Using a custom function (ifelse) with dcast

I'm interested in reshaping a dataframe, but instead of using standard dcast functions like the mean, I'd like to use a custom function. Specifically, I'm interested in using an ifelse statement to assign binary values.

Here's a reproducible example:

# dataframe that includes extraneous information
df <- data.frame(sale_id=c(1,1,1,2,2,2,3,3,4,5),project_id=c(501,502,503,501,502,503,501,502,504,505),
sale_year=c(1990,1991,1993,1990,1992,1990,1991,1993,1990,1992),
var1=c(5,4,3,6,5,4,4,7,2,9),var2=c(7,3,4,8,5,8,2,3,5,7))

# list of the variables I actually need (I don't need 'sale_year')
varlist <- c("var1","var2")

# selecting out id variables and variables I'm interested in manipulating
dfvars <- df[,c("sale_id","project_id",varlist)]

# melt dataframe
library(reshape2)
mdata <- melt(dfvars, id=c('sale_id','project_id'))

# create custom ifelse function, assign '1' if mean is above a critical value, and '0' if not
funx <- function(u){ifelse(mean(u)>5,1,0)}

# cast data using this function
cdata <- dcast(mdata, sale_id~variable, funx)


It works if I just use a standard function, like mean (ex):

cdata <- dcast(mdata, sale_id~variable, mean)

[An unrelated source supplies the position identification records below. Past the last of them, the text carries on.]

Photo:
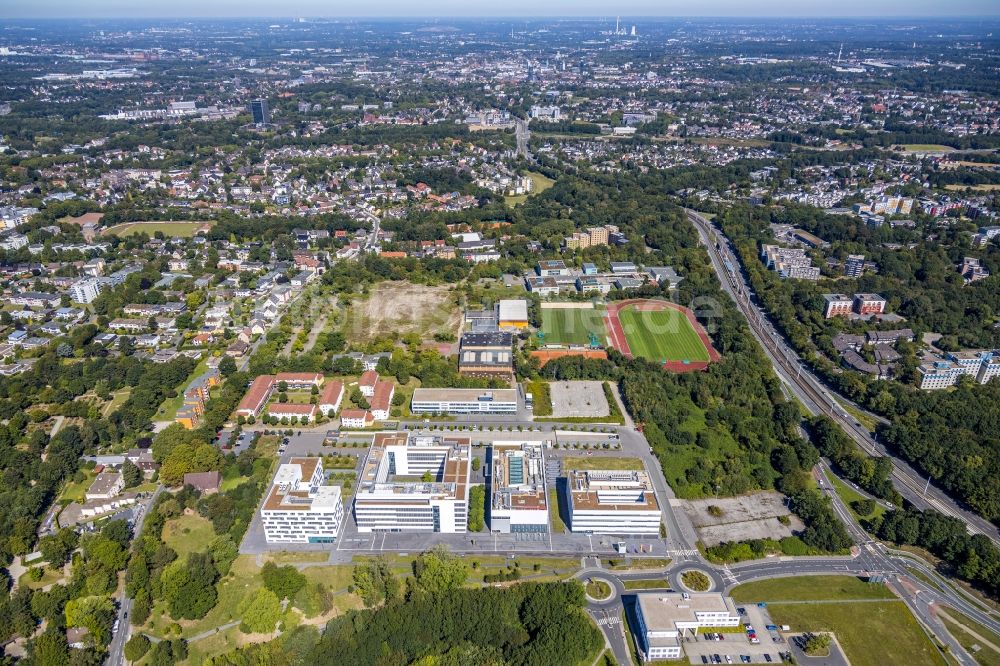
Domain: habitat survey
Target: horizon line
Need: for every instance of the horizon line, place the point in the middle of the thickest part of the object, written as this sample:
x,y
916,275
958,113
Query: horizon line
x,y
433,17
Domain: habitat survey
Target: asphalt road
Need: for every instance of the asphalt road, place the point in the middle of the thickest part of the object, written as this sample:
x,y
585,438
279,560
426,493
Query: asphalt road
x,y
116,649
816,396
522,134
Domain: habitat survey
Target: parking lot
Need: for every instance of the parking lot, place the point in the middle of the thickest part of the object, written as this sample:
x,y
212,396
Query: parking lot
x,y
578,398
736,648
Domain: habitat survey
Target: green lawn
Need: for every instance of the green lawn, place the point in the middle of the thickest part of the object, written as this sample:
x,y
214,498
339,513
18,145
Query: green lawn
x,y
810,588
602,462
986,652
872,633
927,147
558,526
540,183
169,229
573,326
49,576
647,584
118,398
168,410
188,534
73,492
241,582
848,495
661,335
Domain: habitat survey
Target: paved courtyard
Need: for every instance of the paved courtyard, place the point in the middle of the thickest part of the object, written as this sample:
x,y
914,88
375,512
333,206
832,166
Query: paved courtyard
x,y
574,399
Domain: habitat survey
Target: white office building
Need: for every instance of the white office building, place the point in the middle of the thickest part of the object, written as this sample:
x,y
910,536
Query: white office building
x,y
85,290
515,483
616,502
414,484
299,508
665,618
464,401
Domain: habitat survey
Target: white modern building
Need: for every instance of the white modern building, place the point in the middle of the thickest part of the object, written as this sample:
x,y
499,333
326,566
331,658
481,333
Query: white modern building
x,y
612,502
414,484
299,508
664,618
85,290
515,484
331,397
464,401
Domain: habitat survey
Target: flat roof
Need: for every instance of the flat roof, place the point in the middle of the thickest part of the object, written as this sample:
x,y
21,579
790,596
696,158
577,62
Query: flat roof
x,y
663,610
518,477
375,479
464,395
512,310
612,490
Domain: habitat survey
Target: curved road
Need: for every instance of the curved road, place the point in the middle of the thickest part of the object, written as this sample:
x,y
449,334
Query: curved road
x,y
814,395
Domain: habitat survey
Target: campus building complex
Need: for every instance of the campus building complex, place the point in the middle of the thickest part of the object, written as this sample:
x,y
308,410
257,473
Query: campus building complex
x,y
612,502
464,401
515,484
414,484
299,508
664,619
982,365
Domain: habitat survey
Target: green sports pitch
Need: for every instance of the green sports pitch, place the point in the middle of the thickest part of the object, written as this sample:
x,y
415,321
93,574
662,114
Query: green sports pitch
x,y
662,335
572,326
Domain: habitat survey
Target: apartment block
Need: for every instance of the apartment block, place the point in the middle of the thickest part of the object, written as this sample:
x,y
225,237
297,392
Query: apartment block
x,y
789,262
837,305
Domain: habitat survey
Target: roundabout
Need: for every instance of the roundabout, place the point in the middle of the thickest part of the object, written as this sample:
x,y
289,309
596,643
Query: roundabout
x,y
598,589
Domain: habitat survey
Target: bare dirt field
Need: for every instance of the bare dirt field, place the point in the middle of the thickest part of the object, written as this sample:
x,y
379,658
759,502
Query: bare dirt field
x,y
397,308
752,516
578,399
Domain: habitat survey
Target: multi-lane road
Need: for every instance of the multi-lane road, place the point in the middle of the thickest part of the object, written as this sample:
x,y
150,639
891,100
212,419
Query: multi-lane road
x,y
812,393
522,134
116,649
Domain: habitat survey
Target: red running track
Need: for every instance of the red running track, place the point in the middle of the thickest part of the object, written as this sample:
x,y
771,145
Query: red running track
x,y
620,342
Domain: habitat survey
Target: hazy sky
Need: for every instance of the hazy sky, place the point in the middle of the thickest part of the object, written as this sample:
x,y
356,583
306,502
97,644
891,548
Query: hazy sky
x,y
428,8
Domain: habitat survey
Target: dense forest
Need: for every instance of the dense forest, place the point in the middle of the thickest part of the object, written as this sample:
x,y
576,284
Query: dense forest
x,y
529,624
953,436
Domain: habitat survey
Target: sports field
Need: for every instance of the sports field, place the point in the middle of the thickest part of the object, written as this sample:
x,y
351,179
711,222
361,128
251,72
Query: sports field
x,y
661,335
572,326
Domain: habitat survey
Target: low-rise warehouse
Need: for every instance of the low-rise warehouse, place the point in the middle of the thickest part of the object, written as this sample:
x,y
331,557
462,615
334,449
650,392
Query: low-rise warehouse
x,y
464,401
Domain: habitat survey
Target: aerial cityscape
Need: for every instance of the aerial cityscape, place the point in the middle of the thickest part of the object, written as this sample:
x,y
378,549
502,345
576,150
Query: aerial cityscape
x,y
419,337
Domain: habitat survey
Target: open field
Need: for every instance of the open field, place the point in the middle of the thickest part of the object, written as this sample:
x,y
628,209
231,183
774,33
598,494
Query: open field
x,y
73,492
169,229
539,183
188,534
810,588
573,326
661,334
848,495
982,644
872,632
398,308
990,187
647,584
927,148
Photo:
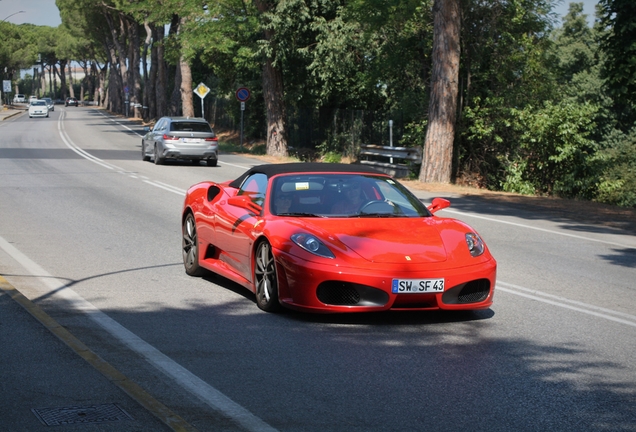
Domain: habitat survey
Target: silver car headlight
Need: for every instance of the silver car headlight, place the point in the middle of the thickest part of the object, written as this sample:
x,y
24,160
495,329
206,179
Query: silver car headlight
x,y
475,244
311,244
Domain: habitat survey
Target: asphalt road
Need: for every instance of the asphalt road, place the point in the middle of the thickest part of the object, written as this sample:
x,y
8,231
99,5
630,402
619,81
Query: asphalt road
x,y
90,236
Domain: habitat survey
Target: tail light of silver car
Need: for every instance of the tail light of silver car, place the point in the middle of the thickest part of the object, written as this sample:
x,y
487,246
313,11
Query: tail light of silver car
x,y
170,138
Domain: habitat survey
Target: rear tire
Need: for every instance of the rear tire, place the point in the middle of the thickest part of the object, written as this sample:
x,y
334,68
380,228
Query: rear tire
x,y
190,247
158,159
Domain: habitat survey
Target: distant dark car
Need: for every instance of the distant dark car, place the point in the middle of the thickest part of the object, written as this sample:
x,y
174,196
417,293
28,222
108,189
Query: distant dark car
x,y
181,138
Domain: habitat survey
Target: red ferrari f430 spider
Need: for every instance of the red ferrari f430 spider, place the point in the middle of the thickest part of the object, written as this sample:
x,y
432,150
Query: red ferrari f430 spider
x,y
334,238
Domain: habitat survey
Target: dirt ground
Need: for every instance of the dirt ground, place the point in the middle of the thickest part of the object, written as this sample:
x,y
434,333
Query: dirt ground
x,y
564,209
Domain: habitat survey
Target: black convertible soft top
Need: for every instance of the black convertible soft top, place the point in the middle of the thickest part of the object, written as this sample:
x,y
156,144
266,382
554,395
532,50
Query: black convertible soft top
x,y
271,170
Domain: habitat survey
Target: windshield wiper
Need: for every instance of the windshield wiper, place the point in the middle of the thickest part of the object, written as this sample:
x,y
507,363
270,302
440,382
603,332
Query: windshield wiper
x,y
299,214
377,215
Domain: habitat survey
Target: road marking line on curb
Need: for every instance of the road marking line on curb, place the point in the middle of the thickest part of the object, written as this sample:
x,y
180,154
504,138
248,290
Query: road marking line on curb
x,y
491,219
137,393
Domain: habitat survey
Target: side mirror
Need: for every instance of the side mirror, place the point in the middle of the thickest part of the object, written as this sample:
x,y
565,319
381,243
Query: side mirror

But with my ifelse() function, I get an error about data types (logical vs. double), which doesn't make sense to me, since the result of "mean(u) > 5" should be returning a logical result (TRUE or FALSE), to then be used by the ifelse() part.

Answer

I believe this has to do with the details of type coercion. The return of your custom function is being treated as double for some sets of observations, but logical in others. The code works when you make explicit the return type.

Example:

# Works
funx1 <- function(u){ifelse(mean(u)>5,TRUE,FALSE)}
funx2 <- function(u){as.logical(ifelse(mean(u)>5,1,0))}
funx3 <- function(u){as.numeric(ifelse(mean(u)>5,1,0))}